Mahler the Giant

… [A symphony] so great that the whole world is actually reflected therein – so that one is, so to speak, only an instrument upon which the universe plays.   — Mahler

Ambitious goal, that. To Mahler, the artistic aim to create a “universal symphony”  translated into expanding both the size and scope of the ensemble and the form. Where the average symphony up until then typically had first movements lasting roughly 10-15 minutes in duration, Mahler upped the ante to over 20 minutes in Sym.2 and over 30 in Sym.3; where the usual, humdrum orchestra had 4-6 horns, for instance, Mahler brought in a cavalry of 10 parts for Sym.2. In order to express the universal, it seems, everything needed to be larger.

RT calls this expansion of symphonic means and ambitions “maximalism,” a term that implies an uncompromising dedication to the extremes. It’s a fascinating fin de siecle paradigm that shows up in areas outside of music as well (one recalls a particular super-sized ocean liner..).

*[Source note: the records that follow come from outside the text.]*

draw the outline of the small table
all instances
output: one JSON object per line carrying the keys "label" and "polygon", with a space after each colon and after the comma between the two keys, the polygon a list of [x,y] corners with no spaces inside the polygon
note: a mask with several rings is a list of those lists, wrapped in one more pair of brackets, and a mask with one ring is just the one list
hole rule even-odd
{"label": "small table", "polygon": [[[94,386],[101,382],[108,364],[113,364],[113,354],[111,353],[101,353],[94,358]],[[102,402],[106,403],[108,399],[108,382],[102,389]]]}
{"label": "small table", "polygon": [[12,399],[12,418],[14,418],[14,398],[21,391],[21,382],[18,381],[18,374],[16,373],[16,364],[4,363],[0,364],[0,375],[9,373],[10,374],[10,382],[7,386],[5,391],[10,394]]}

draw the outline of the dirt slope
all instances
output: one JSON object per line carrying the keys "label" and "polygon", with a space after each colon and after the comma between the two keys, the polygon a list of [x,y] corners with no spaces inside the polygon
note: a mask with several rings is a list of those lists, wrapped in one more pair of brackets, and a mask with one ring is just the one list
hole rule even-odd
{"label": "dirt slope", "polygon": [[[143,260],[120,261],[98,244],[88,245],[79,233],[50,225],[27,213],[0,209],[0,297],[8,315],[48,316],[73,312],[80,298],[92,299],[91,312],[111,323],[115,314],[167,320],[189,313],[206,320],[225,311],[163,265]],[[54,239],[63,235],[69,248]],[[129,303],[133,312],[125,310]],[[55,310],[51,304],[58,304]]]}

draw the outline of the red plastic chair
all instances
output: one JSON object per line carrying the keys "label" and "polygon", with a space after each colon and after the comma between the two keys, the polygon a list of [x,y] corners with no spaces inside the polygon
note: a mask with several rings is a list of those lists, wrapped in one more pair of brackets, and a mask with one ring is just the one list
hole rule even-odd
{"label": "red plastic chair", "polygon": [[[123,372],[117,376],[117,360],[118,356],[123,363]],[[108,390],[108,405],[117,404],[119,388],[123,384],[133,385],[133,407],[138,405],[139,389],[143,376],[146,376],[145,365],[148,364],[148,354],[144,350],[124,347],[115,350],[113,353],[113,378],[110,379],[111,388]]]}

You have to wonder how much of this “maximalization” of the symphony had to do with expanding the expressive range of the orchestra to encapsulate the whole world (nay, the universe), and how much of it had to do the same sort of hubris that lay behind the construction of the aforementioned ocean liner. I’m an ardent admirer of Mahler, but there’s a lot of arrogance mixed in with the audacity here (first, to think that the “universal” is musically possible; second, to think that he would be the one who could do it). There’s an odd conflation of universality and philosophical serious-mindedness with massive orchestral forces, volume, and duration. Could not a Mozartean symphony also be “universal,” or are claims of universality proportionately related to size, making the “small” simultaneously the “non-universal”?

As a companion term to RT’s “maximalism,” I might suggest “gigantism” as another designation of the ballooning of orchestral forces, time scales, and philosophical ambitions during this period. The OED defines the word as “abnormal or monstrous size,” and in the context of the book so far (and music after the first decade or two of the 20th century), Mahlerian scale does indeed represent something abnormal. Both maximalism and gigantism work in tandem here: ambitions were extreme, but the equation of expressive range (“the whole world in a symphony”) with size expresses a “bigger is better” mentality as well.

2 Comments

  1. Granted, there are very few composers that do Big Moments as well, and as Big, as Mahler. But let me suggest a few additional perspectives regarding Mahler’s use of the orchestra which should not be overlooked:

    Consider that Mahler was an esteemed, experienced professional conductor, considered by many – then and now – as a pivotal figure in the evolution of the art and craft of conducting. He was intimately acquainted with the coloristic and practical possibilities of the instruments of the expanding, post-Wagner orchestra. Yet even with his outstanding tonal imagination, Mahler insisted on repeated hearings and adjustments of the instrumentation of his works before (and sometimes after) he would let a score be engraved & published.

    Also, Mahler’s use of multiple woodwind and brass, including the highest and lowest members of the families (e.g. E-flat clarinet, bass clarinet, etc.) allows him to score passages of complex polyphonic and harmonic texture in similar timbres or, more often, in complicated mixed timbres.

    But most importantly, I think, is the restraint with which Mahler uses his vast forces. Long passages of even the most “maximal” symphonies (listen, for example, to Part 2 of the eighth symphony) are scored with the utmost delicacy and attentiveness to tone color. I believe this is something that is often overlooked in the usual appraisal of Mahler and his compositional aesthetic.

    I don’t have Taruskin at hand. What’s his take on this? (More importantly, what’s yours?)

    1. Thank you, Reed, for your much-needed additions to my drastically incomplete post. I agree with you entirely: Mahler (et al) may have employed symphonic forces and time-scales hitherto unknown, but that certainly isn’t to imply that it was entirely for the purpose of bombast. There is exceptional subtlety to Mahler’s scoring and, although RT doesn’t go into much detail on this count, I can name a few of my favorite moments: the introduction to the 7th, with its dark, moody baritone-horn solo; the witty, klezmer-inflected third movement of the “Titan”; the magical, shimmering first movement of the 3rd; and the ravishing adagio to the 9th.

      RT’s discussion of maximalism is a prelude to the turn-of-the-century decadence exemplified by Strauss’s operas (among others). Maximalism here is virtually synonymous with gigantism: for instance, Taruskin talks about the limits inherent in the very process of growth (once they’re reached, then what? p.22), and how this sort of amplification of orchestral forces, duration, and motivic saturation was ultimately a competitive process (p.31).